C’était la reine de Roland-Garros

Patrick Haumont est l’auteur de deux livres consacrés à Justine Henin.

Il décrypte l’arrêt inattendu de la n° 1 mondiale du tennis féminin.

LeVif/L’Express : Vous connaissez Justine Henin. Etes-vous surpris par sa décision ?

Patrick Haumont : A froid, oui. Je ne m’y attendais pas. Elle n’a jamais fait que perdre quatre matchs, après tout. Roger Federer, n° 1 mondial chez les messieurs, en a perdu six. Pas de quoi s’affoler, donc. Mais, quand on connaît la vie de Justine Henin, sa décision n’est pas si surprenante que ça. Elle ne supporte plus de ne pas être à 100 %. Elle a tout gagné et elle se dit : à quoi bon continuer ? En soi, ce n’est pas grave de perdre contre Dinara Safina, au tournoi de Berlin. Sauf qu’elle mène 7-5, 2-0, et qu’elle finit quand même par perdre le match. Après une heure de jeu, elle en a marre… Elle n’a plus la motivation.

Pensez-vous que la décision de Justine Henin est irrévocable ?

Non. Martina Hingis a, elle aussi, annoncé la fin de sa carrière, il y a trois ans. Lindsay Davenport a dit la même chose, les s£urs Williams, également. Si Justine Henin se régénère, rien ni personne ne pourra l’empêcher de revenir au top niveau dans un an. Mais, aujourd’hui, elle est grillée mentalement. Elle est consciente que, pour elle, c’est quasi impossible de gagner Wimbledon. Face à Maria Sharapova ou à Venus Williams, elle n’a qu’une chance sur 100 de remporter le tournoi.

Justine Henin et Kim Clijsters ont été comparées et opposées tout au long de leur carrière. Et voilà qu’Henin quitte les courts, presque un an jour pour jour après Clijsters…

La différence, c’est que Clijsters était physiquement à bout. Chez Henin, il s’agit avant tout d’une fatigue mentale, même si son genou la fait souffrir. Leur carrière n’est pas identique non plus. Par ailleurs, Kim Clijsters a toujours eu d’autres centres d’intérêt dans la vie : elle a arrêté le tennis professionnel parce qu’elle voulait un bébé… Henin, elle, ne se trouve pas du tout dans la même situation. Pendant quinze ans, elle a tout sacrifié au tennis. Le reste, honnêtement, elle s’en foutait. Aujourd’hui, comme John McEnroe, elle ne supporte plus de ne pas être la n° 1.

N’est-ce pas étrange de comparer l’extravagance d’un McEnroe et la rigueur un peu froide d’une Henin ?

McEnroe s’entraînait comme un malade. On croyait qu’il râlait contre l’adversaire, mais il râlait contre lui-même. Car il savait qu’il était le meilleur et qu’en principe il ne devait pas perdre. Henin, c’est pareil.
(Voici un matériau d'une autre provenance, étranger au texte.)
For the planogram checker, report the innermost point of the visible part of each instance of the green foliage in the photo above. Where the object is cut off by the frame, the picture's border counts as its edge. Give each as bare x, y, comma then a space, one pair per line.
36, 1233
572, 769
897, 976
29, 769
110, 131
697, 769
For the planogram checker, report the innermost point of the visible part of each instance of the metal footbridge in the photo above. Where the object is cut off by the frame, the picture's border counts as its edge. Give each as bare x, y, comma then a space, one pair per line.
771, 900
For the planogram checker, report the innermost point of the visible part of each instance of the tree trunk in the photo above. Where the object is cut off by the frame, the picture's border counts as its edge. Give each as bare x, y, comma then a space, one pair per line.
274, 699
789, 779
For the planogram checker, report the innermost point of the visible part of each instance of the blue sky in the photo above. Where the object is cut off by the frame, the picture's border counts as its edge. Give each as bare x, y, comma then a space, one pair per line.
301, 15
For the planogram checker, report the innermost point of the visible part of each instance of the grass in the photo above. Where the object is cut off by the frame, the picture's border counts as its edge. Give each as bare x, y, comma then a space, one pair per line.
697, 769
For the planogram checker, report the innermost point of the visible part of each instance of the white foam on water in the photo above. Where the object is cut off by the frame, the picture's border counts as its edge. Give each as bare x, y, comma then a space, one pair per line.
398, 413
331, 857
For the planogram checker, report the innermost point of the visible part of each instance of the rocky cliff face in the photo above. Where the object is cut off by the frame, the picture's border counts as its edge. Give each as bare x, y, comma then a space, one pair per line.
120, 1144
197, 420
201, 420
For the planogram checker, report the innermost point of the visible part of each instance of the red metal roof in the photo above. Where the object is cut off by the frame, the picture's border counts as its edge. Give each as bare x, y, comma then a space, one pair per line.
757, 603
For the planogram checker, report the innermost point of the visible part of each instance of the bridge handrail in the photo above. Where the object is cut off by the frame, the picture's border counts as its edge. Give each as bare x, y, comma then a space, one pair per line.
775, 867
Elle ne supporte plus d’être battue par des joueuses comme Francesca Schiavone, qui n’est que 20e mondiale. Ses adversaires savent maintenant que Justine est  » prenable « , et ont donc tendance à l’affronter comme des lionnes. N’oubliez pas que le tennis féminin, c’est 80 % de mental ! Les joueuses sont très fragiles.

Vous affirmez que Justine Henin n’a plus  » faim  » de victoires. Ne s’agit-il pas de pures supputations ?

En cinq rencontres, Justine Henin n’avait jamais perdu un seul set contre Safina, et voilà qu’elle perd tout un match ! Cette saison, elle a perdu deux sets 6-0 : contre Sharapova, à l’Open d’Australie, puis contre Serena Williams, à Miami. Ce sont des signes qui ne trompent pas. Une fille comme Justine, normalement, ne peut jamais perdre 6-0.

Si vous ne deviez retenir qu’une image de Justine Henin…

Roland-Garros ! Elle est née pendant un Roland-Garros, le 1er juin 1982. C’est ce tournoi qui lui a donné envie de se lancer dans le tennis pro. Elle a aussi gagné le tournoi juniors en 1997. Elle est vraiment la reine de Roland-Garros ! C’est la raison pour laquelle sa défaite contre Safina a fait tant de bruit : c’était sur terre battue ! Tout le monde pensait que, sur sa terre, elle allait se ressaisir… Bref, toute sa vie tourne autour de Roland-Garros. Et voilà qu’elle arrête dix jours avant le début du tournoi…

Patrick Haumont, Justine Henin-Hardenne, Le bonheur au bout du court, préfaces de John McEnroe et Nathalie Tauziat, éditions Luc Pire ; Justine Henin, La reine de Roland-Garros, chez le même éditeur.